El Al heeft meer privileges
Van onze verslaggevers - AMSTERDAM, vrijdag
Luchtvaartmaatschappij El Al heeft meer privileges op
Schiphol dan tot nu toe werd aangenomen. Het cabinepersoneel van de
Israëlische luchtvaartmaatschappij wordt op Schiphol niet door de
douane gecontroleerd. Hetzelfde zou gelden voor de vrachtauto's die
voor El Al door Europa reizen.
De voorkeurspositie van El Al wordt inmiddels door de
ministeries van Defensie, Verkeer en Waterstaat en Buitenlandse Zaken
onderzocht. Het bemanningenvervoer van de KLM werkt in opdracht van een
groot aantal luchtvaartmaatschappijen. Volgens KLM'er Vonk, veertien
jaar lang dienstleider van deze afdeling voordat hij in 1995 met de vut
ging, is de procedure met betrekking tot El Al steeds hetzelfde.
Geen controle
"Bij aankomst van een El Al-kist komen wij met
een busje voorrijden en wordt de bemanning rechtstreeks naar het hotel
vervoerd. Bij de slagboom op Schiphol worden we zonder enige vorm van
controle doorgelaten. En dat terwijl personeel van andere
vliegtuigmaatschappijen altijd wordt gecontroleerd", aldus Vonk.
Bij onrust in het Midden-Oosten komt het volgens Vonk
regelmatig voor dat het personeelsbusje door gewapende
Israëliërs wordt geëscorteerd. "Zit er dus een
Israëlische veiligheidsman met een wapen in de aanslag op de
achterbank", zegt Vonk, die zich aan de situatie ergerde omdat de
Nederlandse politie zich niet liet zien.
Ook de wagens die de El Al-vracht van en naar de
vliegvelden brengen, blijken ongecontroleerd door Europa te rijden.
Volgens de heer M. Numan van het transportbedrijf J. de Rijk uit
Roosendaal worden de trucks door Israëlische veiligheidsmensen
verzegeld, zonder dat de douane daaraan te pas komt. Dat gebeurt
overigens ook in de andere Europese landen waar El Al is gevestigd,
stelde Numan gisteren op Radio 1.
Het ministerie van Financiën, waaronder de douane
ressorteert, ontkent de voorkeursbehandeling van El Al. De KLM wil niet
reageren zolang de parlementaire enquête duurt.
Uranium
Tijdens de verhoren van de enquêtecommissie
bleek gisteren dat voormalig verkeersminister Jorritsma de Tweede Kamer
in september 1997 "versluierd" en "onzorgvuldig"
heeft geïnformeerd over de vondst van verarmd uranium in de
wrakstukken van de El Al-ramp-Boeing.
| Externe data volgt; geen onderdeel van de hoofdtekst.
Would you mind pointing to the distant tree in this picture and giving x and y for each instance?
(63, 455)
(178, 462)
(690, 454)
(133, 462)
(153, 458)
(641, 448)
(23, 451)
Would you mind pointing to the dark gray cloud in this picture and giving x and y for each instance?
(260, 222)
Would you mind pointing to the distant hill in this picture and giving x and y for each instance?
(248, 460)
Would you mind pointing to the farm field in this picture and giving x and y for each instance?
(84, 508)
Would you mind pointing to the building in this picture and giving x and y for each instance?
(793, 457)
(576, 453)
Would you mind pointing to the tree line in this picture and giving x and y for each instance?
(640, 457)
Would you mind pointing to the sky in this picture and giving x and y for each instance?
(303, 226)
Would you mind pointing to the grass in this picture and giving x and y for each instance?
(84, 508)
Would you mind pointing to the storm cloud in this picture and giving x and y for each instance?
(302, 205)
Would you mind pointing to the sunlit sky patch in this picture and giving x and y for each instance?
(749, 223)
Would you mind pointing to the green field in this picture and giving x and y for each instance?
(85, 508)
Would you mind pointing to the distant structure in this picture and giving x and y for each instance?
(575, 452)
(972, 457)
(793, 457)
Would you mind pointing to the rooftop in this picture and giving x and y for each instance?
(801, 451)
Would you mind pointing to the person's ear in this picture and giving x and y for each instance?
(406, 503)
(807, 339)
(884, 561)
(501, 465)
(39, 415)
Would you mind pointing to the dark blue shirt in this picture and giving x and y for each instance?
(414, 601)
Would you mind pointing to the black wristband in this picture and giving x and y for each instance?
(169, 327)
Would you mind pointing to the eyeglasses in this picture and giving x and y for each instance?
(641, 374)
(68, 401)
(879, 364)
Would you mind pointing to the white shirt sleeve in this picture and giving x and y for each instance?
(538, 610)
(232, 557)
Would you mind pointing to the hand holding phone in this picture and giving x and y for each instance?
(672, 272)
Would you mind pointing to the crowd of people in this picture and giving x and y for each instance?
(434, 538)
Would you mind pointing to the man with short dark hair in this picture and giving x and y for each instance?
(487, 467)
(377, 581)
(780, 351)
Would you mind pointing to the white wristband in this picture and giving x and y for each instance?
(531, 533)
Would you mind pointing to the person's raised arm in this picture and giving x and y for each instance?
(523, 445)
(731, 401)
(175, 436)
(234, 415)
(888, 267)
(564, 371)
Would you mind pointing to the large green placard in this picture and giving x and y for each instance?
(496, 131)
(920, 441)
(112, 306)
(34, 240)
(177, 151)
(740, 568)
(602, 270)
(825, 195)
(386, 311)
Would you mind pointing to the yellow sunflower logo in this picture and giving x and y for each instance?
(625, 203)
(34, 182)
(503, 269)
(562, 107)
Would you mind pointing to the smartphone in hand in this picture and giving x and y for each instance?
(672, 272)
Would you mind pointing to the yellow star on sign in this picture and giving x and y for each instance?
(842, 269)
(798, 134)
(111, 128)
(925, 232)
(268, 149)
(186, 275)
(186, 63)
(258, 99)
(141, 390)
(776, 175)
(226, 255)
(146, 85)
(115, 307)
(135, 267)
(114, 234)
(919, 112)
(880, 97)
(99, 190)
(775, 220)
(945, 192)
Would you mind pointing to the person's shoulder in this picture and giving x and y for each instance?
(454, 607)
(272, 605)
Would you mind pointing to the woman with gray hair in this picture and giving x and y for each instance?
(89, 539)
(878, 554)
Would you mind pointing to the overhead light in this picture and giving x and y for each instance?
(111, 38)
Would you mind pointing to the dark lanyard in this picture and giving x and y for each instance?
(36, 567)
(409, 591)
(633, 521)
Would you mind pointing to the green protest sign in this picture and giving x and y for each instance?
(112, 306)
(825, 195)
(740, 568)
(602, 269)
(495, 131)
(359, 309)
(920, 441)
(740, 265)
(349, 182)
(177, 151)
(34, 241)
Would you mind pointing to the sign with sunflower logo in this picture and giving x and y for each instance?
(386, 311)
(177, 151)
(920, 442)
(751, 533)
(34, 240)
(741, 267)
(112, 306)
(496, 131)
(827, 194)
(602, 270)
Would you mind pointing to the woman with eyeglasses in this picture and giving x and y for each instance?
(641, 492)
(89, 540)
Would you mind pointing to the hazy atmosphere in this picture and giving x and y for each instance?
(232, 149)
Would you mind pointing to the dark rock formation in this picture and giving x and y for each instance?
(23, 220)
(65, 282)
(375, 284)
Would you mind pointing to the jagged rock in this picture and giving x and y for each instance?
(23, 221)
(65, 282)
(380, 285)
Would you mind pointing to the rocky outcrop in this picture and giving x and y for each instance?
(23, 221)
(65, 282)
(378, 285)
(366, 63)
De Tweede Kamer neemt het onjuist
of onvolledig informeren door bewindslieden doorgaans zwaar op.
Henk Pruis, medewerker van de Rijksluchtvaartdienst
(RLD) en betrokken bij het vooronderzoek naar de oorzaak van de ramp,
verklaarde voor de commissie dat Jorritsma de Tweede Kamer op 12
september 1997 onjuist heeft ingelicht in een brief over de Bijlmerramp.
Toen Pruis dat in de brief las heeft hij zijn
superieuren, de vooronderzoeker Henk Wolleswinkel en RLD-baas
Jan-Willem Weck, daarvan direct per e-mail op de hoogte gesteld.
Volgens Pruis is niet, zoals de minister schreef, direct
na de vondst van verarmd uranium in de wrakstukken contact gezocht met
het Energie Centrum Nederland (ECN) in Petten over mogelijk gevaarlijke
eigenschappen van verarmd uranium. De RLD-ambtenaar wees erop dat dit
pas een jaar later is gebeurd.
Opmerkelijk was ook het verhoor van directeur Krom
van de stortplaats Nauerna in Zaandam waar de Bijlmerresten liggen.
Krom verklaarde dat bij 14 van zijn 35 medewerkers een bloedafwijking
is geconstateerd. Bovendien heeft de helft last van vermoeidheid en
oog- en huidirritaties. Aandoeningen die grote gelijkenis vertonen met
die van overige Bijlmerslachtoffers met lichamelijke klachten.
Met de resultaten van dit onderzoek is nog niets gedaan,
maar Krom zal de stukken aan het AMC gegeven.